What Biden said is completely untrue, as the transcript of Trump’s press conference about Charlottesville shows.

Trump was referring to protesters against the removal of a statue of Confederate general Robert E. Lee, as well as to non-violent left-wing protesters against racism, and specifically excluded the neo-Nazis from “very fine people” (emphasis added):

REPORTER: The neo-Nazis started this thing. They showed up in Charlottesville.

TRUMP: Excuse me, they didn’t put themselves down as neo-Nazis, and you had some very bad people in that group. But you also had people that were very fine people on both sides. You had people in that group – excuse me, excuse me. I saw the same pictures as you did. You had people in that group that were there to protest the taking down, of to them, a very, very important statue and the renaming of a park from Robert E. Lee to another name.

REPORTER: George Washington and Robert E. Lee are not the same.

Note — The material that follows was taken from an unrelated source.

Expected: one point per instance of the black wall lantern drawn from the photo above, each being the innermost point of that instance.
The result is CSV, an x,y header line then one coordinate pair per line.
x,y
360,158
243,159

TRUMP: Oh no, George Washington was a slave owner. Was George Washington a slave owner? So will George Washington now lose his status? Are we going to take down – excuse me. Are we going to take down, are we going to take down statues to George Washington? How about Thomas Jefferson? What do you think of Thomas Jefferson? You like him? Okay, good. Are we going to take down his statue? He was a major slave owner. Are we going to take down his statue? You know what? It’s fine, you’re changing history, you’re changing culture, and you had people – and I’m not talking about the neo-Nazis and the white nationalists, because they should be condemned totally – but you had many people in that group other than neo-Nazis and white nationalists, okay? And the press has treated them absolutely unfairly. Now, in the other group also, you had some fine people, but you also had troublemakers and you see them come with the black outfits and with the helmets and with the baseball bats – you had a lot of bad people in the other group too. …

[Biden] apparently planned to launch his campaign directly in Charlottesville this week, but local leaders objected because “some residents [were] unhappy about the scene a tragedy the city would prefer to forget being used as a campaign launch backdrop” …

It is unclear why Biden chose to run on a divisive racial hoax, even one that remains dogma among many on the left. Biden may feel vulnerable in a Democratic Party now dominated by identity politics. Indeed, the Associated Press reported Thursday that some “women of color” were “frustrated” by his candidacy.

So would this corrupt, traitorous, dishonest man, this candidate out of a past era

Oh, yes, it must be mentioned too that he is also an assaulting groper and hugger, according to recent reports …

… be a good choice for president of the United States?